Using the same search strategy by name as described above, users can now download these databases using the download_database()
function.
For downloading only single files users can type:
# select NCBI nr version 27 = "nr.27.tar.gz"
# and download it into the folder
download_database(name = "nr.27.tar.gz",
db_format = "blastdb",
path = "nr")
Using this command first a folder named nr
is created and the file nr.27.tar.gz
is downloaded to this folder. Here the argument db_format
specifies the blastdb
format. This means that the pre-formatted (by makeblastdb formatted) database version is retrieved.
Alternatively, users can retrieve all nr
files with one command by typing:
# download the entire NCBI nr database
sapply(listDatabases("nr"), download_database, path = "nr")
Using this command, all NCBI nr
files are loaded into the nr
folder (path = "nr"
).
The same approach can be applied to all other databases mentioned above, e.g.:
# download the entire NCBI nt database
sapply(listDatabases("nt"), download_database, path = "nt")

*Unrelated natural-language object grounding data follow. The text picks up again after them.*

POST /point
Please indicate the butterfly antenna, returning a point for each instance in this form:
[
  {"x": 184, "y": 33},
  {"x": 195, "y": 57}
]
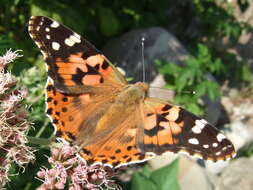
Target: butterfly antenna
[{"x": 142, "y": 57}]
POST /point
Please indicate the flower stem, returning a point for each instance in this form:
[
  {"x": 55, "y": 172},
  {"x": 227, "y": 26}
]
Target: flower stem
[{"x": 39, "y": 141}]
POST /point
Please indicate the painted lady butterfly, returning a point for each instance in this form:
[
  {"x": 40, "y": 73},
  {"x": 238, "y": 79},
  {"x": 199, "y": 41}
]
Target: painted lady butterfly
[{"x": 92, "y": 106}]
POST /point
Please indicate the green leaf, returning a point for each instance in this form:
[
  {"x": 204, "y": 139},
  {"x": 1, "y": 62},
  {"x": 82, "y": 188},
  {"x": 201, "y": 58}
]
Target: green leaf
[
  {"x": 166, "y": 177},
  {"x": 109, "y": 23},
  {"x": 141, "y": 182}
]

# download the entire NCBI refseq (protein) database
sapply(listDatabases("refseq_protein"), download_database, path = "refseq")

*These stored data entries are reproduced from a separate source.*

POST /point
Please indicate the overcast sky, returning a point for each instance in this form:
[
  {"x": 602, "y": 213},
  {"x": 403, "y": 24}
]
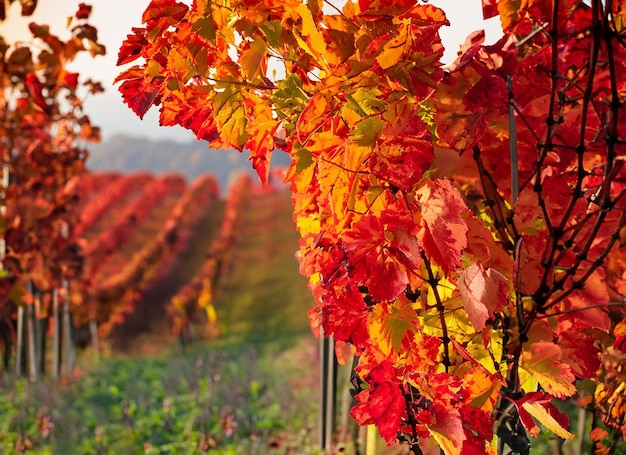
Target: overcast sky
[{"x": 114, "y": 20}]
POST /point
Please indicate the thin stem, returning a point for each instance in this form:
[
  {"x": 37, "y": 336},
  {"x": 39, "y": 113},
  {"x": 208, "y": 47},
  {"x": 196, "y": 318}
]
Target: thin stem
[{"x": 433, "y": 283}]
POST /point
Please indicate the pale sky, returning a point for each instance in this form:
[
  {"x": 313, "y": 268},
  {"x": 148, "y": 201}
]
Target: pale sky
[{"x": 114, "y": 20}]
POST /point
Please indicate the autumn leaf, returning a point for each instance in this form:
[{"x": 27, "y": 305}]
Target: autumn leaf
[
  {"x": 138, "y": 93},
  {"x": 490, "y": 8},
  {"x": 539, "y": 406},
  {"x": 444, "y": 229},
  {"x": 382, "y": 404},
  {"x": 252, "y": 59},
  {"x": 543, "y": 360},
  {"x": 483, "y": 292}
]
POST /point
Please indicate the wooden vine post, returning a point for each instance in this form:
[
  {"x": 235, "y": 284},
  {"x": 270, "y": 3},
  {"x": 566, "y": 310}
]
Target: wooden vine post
[{"x": 462, "y": 229}]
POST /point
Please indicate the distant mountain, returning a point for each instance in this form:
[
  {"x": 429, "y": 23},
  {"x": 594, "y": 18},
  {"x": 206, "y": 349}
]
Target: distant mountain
[{"x": 123, "y": 153}]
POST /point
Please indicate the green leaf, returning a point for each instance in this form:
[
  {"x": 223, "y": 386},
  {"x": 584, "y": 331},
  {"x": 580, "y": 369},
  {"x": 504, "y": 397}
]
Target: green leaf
[
  {"x": 304, "y": 158},
  {"x": 368, "y": 130},
  {"x": 252, "y": 58}
]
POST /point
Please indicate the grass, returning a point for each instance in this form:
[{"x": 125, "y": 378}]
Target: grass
[{"x": 251, "y": 390}]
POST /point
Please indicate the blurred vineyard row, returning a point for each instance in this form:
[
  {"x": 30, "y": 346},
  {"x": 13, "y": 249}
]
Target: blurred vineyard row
[{"x": 130, "y": 230}]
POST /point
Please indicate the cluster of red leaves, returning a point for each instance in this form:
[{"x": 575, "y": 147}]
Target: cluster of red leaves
[
  {"x": 459, "y": 286},
  {"x": 197, "y": 294},
  {"x": 41, "y": 123},
  {"x": 111, "y": 277}
]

# download the entire NCBI PDB database
sapply(listDatabases("pdb"), download_database, path = "pdb")
In case users wish to download the fasta
files of the corresponding databases instead of the formatdb
files, they can specify the argument db_format = "blastdb"
.
# download the entire NCBI nt database in fasta format
sapply(listDatabases("nt"), download_database, db_format = "fasta", path = "nt")
# download the entire NCBI refseq (protein) database in fasta format
sapply(listDatabases("refseq_protein"), download_database, db_format = "fasta", path = "refseq")
# download the entire NCBI PDB database in fasta format
sapply(listDatabases("pdb"), download_database, db_format = "fasta", path = "pdb")
Please notice that most of these databases are very large, so users should take of of providing a stable internect connection throughout the download process.